Government needs to plan to consolidate all Eurobonds and external debt into a consolidated loan facility, a Partner at Deloitte Ghana, Yaw Appiah Lartey, has stated.
He said after the bonds and external debts are restructured, all existing subscribers would sign onto it with different terms.
Mr Appiah Lartey stressed that it is important government goes to the table with a plan that shows that it would be able to service its debt if subscribers sign onto it.
Also, external debt holders need to be assured that they will be able to redeem their losses after the haircut.
Speaking in an interview with Joy Business, the financial advisor said, “It is important we have a plan to consolidate all our Eurobonds and all our external debt into what we call a consolidated loan facility or consolidated Eurobond; restructure them, and have existing subscribers sign onto it with different terms.”
Mr Appiah Lartey explained that, “It’s important that we go to the table with the plan that shows that we would be able to service our debt if they sign onto the new plan and also if the external debt holders are taking a haircut, they are taking a haircut with the view that they will redeem their losses...You don’t want to take a haircut and then somewhere down the line, the government will be unable to service a new restructured debt.”

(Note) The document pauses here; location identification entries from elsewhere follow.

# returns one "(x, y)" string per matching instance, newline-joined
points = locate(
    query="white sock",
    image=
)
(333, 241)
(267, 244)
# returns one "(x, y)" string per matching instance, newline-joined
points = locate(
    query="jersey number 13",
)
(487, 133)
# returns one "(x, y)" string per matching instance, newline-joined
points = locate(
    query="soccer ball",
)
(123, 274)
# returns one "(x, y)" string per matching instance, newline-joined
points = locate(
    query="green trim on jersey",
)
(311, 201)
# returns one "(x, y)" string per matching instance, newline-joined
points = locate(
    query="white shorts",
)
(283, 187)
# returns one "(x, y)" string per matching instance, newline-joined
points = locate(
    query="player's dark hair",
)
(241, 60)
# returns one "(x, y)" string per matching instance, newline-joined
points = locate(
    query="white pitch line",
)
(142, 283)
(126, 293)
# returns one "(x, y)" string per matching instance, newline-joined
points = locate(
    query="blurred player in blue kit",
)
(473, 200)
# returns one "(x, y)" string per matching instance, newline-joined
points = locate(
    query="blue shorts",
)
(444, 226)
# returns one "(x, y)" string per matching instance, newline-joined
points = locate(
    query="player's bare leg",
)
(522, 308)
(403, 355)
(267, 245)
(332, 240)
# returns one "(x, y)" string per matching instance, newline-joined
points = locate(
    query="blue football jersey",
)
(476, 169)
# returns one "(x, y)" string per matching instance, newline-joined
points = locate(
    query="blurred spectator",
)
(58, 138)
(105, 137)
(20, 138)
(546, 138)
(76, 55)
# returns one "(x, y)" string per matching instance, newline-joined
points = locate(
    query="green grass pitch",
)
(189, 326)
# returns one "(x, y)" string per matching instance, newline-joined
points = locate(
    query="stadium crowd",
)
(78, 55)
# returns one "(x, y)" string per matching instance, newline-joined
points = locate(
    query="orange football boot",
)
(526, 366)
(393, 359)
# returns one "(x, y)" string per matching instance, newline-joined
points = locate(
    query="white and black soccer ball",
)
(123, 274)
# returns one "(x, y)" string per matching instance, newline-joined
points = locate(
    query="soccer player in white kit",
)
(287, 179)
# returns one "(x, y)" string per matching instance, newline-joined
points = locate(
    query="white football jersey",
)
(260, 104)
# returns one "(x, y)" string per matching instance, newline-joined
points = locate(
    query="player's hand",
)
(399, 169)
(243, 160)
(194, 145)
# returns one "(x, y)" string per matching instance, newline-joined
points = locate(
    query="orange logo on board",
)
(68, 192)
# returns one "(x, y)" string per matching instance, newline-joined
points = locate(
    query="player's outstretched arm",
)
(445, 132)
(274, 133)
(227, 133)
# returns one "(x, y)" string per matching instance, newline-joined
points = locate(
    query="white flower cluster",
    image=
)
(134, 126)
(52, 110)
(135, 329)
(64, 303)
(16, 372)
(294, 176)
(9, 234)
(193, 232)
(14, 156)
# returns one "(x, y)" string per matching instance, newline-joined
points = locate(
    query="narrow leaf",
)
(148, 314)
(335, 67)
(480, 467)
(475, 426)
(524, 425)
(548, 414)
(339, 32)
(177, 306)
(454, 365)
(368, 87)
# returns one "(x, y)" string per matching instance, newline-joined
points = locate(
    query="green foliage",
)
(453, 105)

Ghana’s official creditors met on Monday, January 8, 2024, to discuss restructuring some US$5.4 billion in loans to the country.
The meeting was crucial to Ghana securing its next tranche of funding from the International Monetary Fund (IMF).
Ghana is expected to receive some $1.15 billion in funding from the International Monetary Fund and the World Bank by the end of February.
This comes as bilateral creditors are nearing an agreement on the country’s debt restructuring terms.